We will explore how expanding moral understanding and evolving social norms and values have helped reduce violence.

Increasing Ethical Awareness

Pinker argues that broadening our moral understanding has helped reduce violence. Morality can be a force for violence, but it can also promote peace. The same moral sense that can lead individuals to perpetrate atrocities can also drive them to make significant progress, such as the human rights movements of the last few decades and the social changes of the Enlightenment.

The mentality of taboo, which is part of the mentality of morality, can also pull in either direction. It can transform religious or sexual nonconformity into something seen as outrageous that demands horrific retribution, but it can also stop people from moving toward dangerous actions, like conquest wars, using chemical or nuclear arms, dehumanizing racial clichés, making light references to rape, and taking recognizable human lives.

The Role of Taboo in Shaping Moral Judgments

In Purity and Danger, anthropologist Mary Douglas explores the concept of taboo and its role in shaping moral judgments. She argues that taboos are not arbitrary prohibitions but rather reflect a society's underlying system of classification and order. Taboos serve to maintain the boundaries between categories of purity and pollution, order and disorder. Douglas suggests that violations of taboos are perceived as threats to the social and moral order, eliciting strong emotional responses and often harsh punishments. This framework helps explain why certain actions, such as religious or sexual nonconformity, can provoke intense moral outrage and calls for retribution. At the same time, the existence of taboos can also prevent people from engaging in behaviors deemed dangerous or immoral, such as the use of chemical weapons or dehumanizing language.
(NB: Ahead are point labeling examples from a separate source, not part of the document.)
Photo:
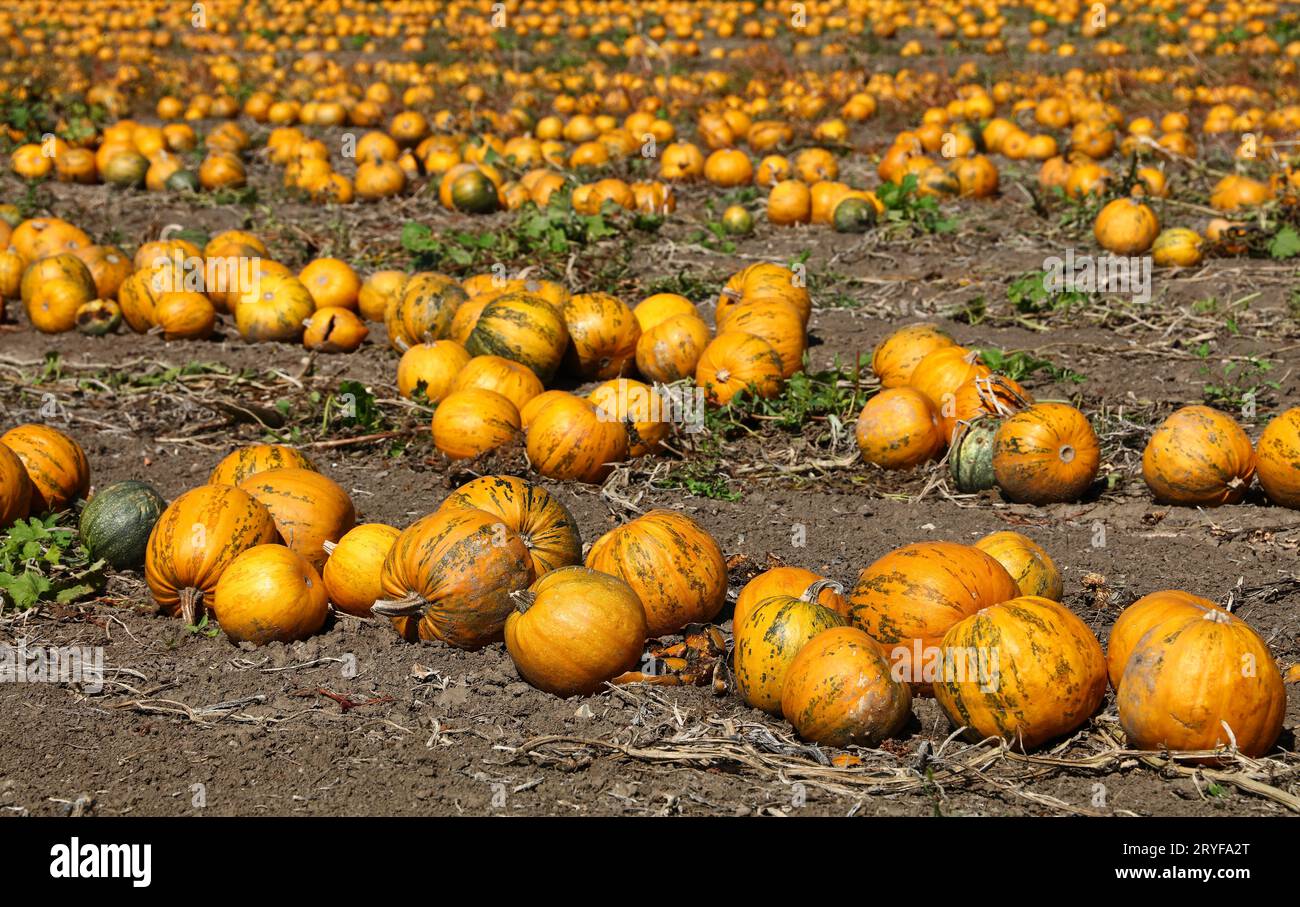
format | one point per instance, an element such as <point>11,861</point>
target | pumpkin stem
<point>523,599</point>
<point>407,606</point>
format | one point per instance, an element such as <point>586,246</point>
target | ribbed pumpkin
<point>450,577</point>
<point>55,463</point>
<point>1199,682</point>
<point>1045,454</point>
<point>1140,616</point>
<point>1199,458</point>
<point>794,582</point>
<point>538,517</point>
<point>523,328</point>
<point>1028,564</point>
<point>840,691</point>
<point>14,487</point>
<point>571,439</point>
<point>603,335</point>
<point>1278,459</point>
<point>671,350</point>
<point>308,508</point>
<point>768,638</point>
<point>473,421</point>
<point>355,562</point>
<point>897,356</point>
<point>269,594</point>
<point>735,361</point>
<point>638,407</point>
<point>196,538</point>
<point>672,563</point>
<point>575,629</point>
<point>1027,671</point>
<point>913,595</point>
<point>247,461</point>
<point>116,524</point>
<point>898,429</point>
Evolving Social Norms & Values

Pinker also believes that evolving cultural norms and values have fostered peace. He explains that societies where women have more empowerment tend to be less violent. This is because men are generally aggressive to vie for status and mates, while women are more inclined to avoid aggression to protect their children. Societies that respect women's interests tend to have fewer young males, who are the likeliest to act violently. This is because women who can use birth control and marry when they choose tend to have fewer children. Societies that respect women's interests also typically have more married men, who have a reduced likelihood of engaging in violence. This is because married men have lower testosterone levels and tend to focus on their children rather than competing for partners.

Counterargument: Women’s Empowerment Does Not Foster Peace

Feminist international-relations scholar Laura Sjoberg disagrees with Pinker’s claim that women’s empowerment makes societies more peaceful. In Gendering Global Conflict, she argues that women are not inherently less violent than men. She contends that women can and do perpetrate, facilitate, desire, and benefit from political violence. Sjoberg also argues that women’s empowerment does not automatically make societies more peaceful. She contends that simply increasing women’s presence or formal power in political institutions will not, by itself, transform those institutions or the international system into more peaceful ones.